What is too far? When facilities do not simply educate physicians about the reimbursement processes and definitions, but list potential reimbursement CC/MCC designation directly on the query form with the corresponding potentially relevant diagnoses.
Another example is leaving a general educational tool with the breakdown of CC/MCC assignment of malnutrition diagnoses on a chart for a patient with clinical indictors of malnutrition. In both cases, the information is no longer educational because it is being presented in reference to a particular patient and can, therefore, influence the provider into choosing a particular diagnosis that can impact reimbursement.
Remember, in general, leading is when the provider is guided toward a particular conclusion or diagnosis by CDI or coding staff that results in an increase in reimbursement, Ericson says. “In addition, it is always a good idea to review your query policies and procedures in light of the AHIMA query brief and perhaps revise any query forms that include reimbursement information.”
Changes in ICD-10-CM
CMS has made few changes to the MS-DRGs and CC/MCC list since implementing a partial code freeze in 2011. As a result, coders may not have focused much on CCs and MCCs. However, some CCs and MCCs will change in ICD-10-CM.
For example, the physician documents that a patient has acute laryngitis with obstruction. In ICD-9-CM, coders report code 464.01, which is an MCC. However, in ICD-10-CM, they will report K05.0, which not a CC or an MCC, Haik says.
Other examples of conditions that are CCs in ICD-9-CM, but not in ICD-10-CM include:
- Acute respiratory insufficiency (ICD-9-CM code 518.82, ICD-10-CM code R06.89)
- Angina, decubitus (nocturnal) (ICD-9-CM code 413.0, ICD-10-CM code I20.8)
- Atrioventricular block, second degree or Mobitz (type) II (ICD-9-CM code 426.12, ICD-10-CM code I44.1)

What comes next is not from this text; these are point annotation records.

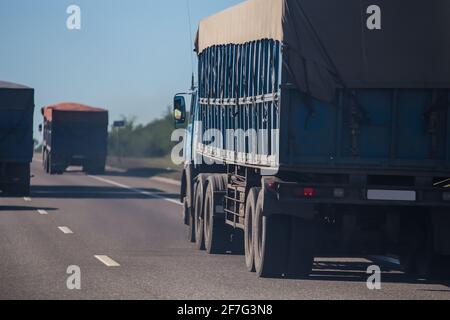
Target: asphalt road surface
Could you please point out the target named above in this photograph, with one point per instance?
(125, 234)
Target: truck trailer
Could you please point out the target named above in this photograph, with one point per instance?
(74, 134)
(320, 127)
(16, 138)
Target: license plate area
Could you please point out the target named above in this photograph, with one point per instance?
(391, 195)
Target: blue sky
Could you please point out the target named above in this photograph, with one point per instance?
(129, 56)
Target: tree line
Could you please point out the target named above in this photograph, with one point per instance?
(137, 140)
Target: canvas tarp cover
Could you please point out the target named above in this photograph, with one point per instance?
(47, 112)
(330, 46)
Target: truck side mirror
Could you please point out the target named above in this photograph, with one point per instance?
(179, 111)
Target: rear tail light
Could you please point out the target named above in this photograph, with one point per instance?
(339, 193)
(309, 192)
(446, 196)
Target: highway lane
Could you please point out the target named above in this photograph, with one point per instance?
(126, 235)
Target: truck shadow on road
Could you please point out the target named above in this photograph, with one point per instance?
(24, 208)
(357, 272)
(138, 172)
(95, 192)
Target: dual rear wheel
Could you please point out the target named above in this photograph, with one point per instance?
(274, 246)
(283, 246)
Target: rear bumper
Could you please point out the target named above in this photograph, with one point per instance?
(291, 198)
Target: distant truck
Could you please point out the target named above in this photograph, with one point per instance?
(320, 127)
(74, 134)
(16, 138)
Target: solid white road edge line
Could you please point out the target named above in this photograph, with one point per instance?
(123, 186)
(107, 261)
(65, 230)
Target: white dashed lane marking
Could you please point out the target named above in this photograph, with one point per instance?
(65, 230)
(107, 261)
(146, 193)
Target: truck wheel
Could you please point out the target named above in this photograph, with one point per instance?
(190, 222)
(302, 245)
(250, 208)
(216, 234)
(270, 242)
(198, 217)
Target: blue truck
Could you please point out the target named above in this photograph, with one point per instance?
(320, 127)
(74, 135)
(16, 138)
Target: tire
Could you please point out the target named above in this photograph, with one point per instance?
(190, 223)
(250, 208)
(217, 237)
(198, 215)
(270, 242)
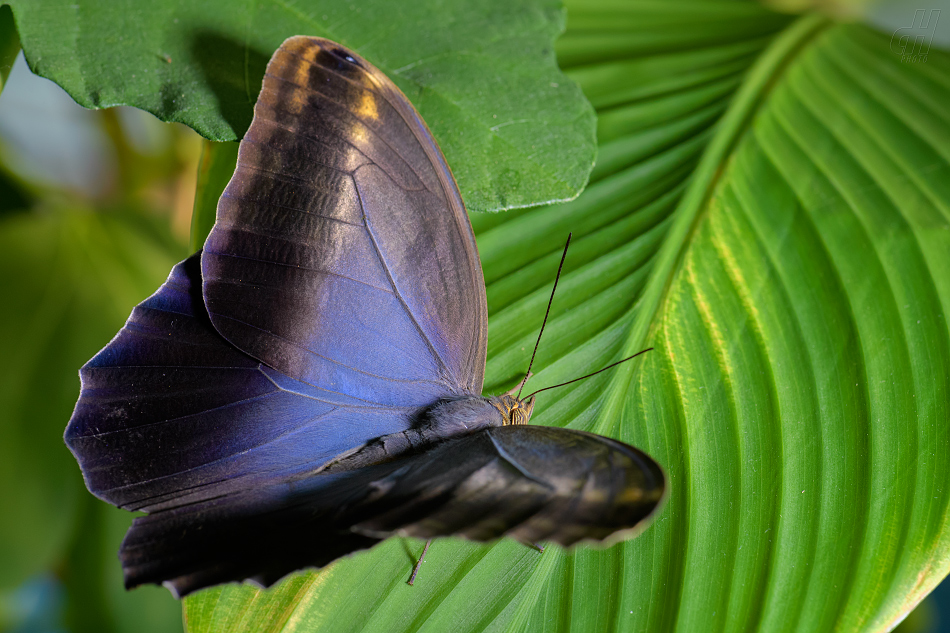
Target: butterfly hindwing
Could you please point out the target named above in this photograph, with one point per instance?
(171, 413)
(342, 255)
(531, 483)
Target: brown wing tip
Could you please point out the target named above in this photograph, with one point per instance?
(305, 50)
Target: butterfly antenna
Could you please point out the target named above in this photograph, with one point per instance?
(546, 313)
(591, 374)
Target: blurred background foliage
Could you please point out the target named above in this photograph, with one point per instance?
(95, 208)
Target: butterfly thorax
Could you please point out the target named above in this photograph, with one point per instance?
(446, 419)
(513, 409)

- Cellulitis of the larynx (ICD-9-CM code 478.71, ICD-10-CM code J38.7)
- Complete bilateral vocal cord paralysis (ICD-9-CM code 478.34, ICD-10-CM code J38.02)
- Papillary muscle dysfunction (ICD-9-CM code 429.81, ICD-10-CM code I51.89)
In other cases, conditions that are MCCs in ICD-9-CM are downgraded to CCs in ICD-10-CM, Haik says.
For example, pleural effusion due to specified bacteria (ICD-9-CM code 511.1) is an MCC. In ICD-10-CM, coders will report J90 (pleural effusion, not elsewhere classified), which is a CC.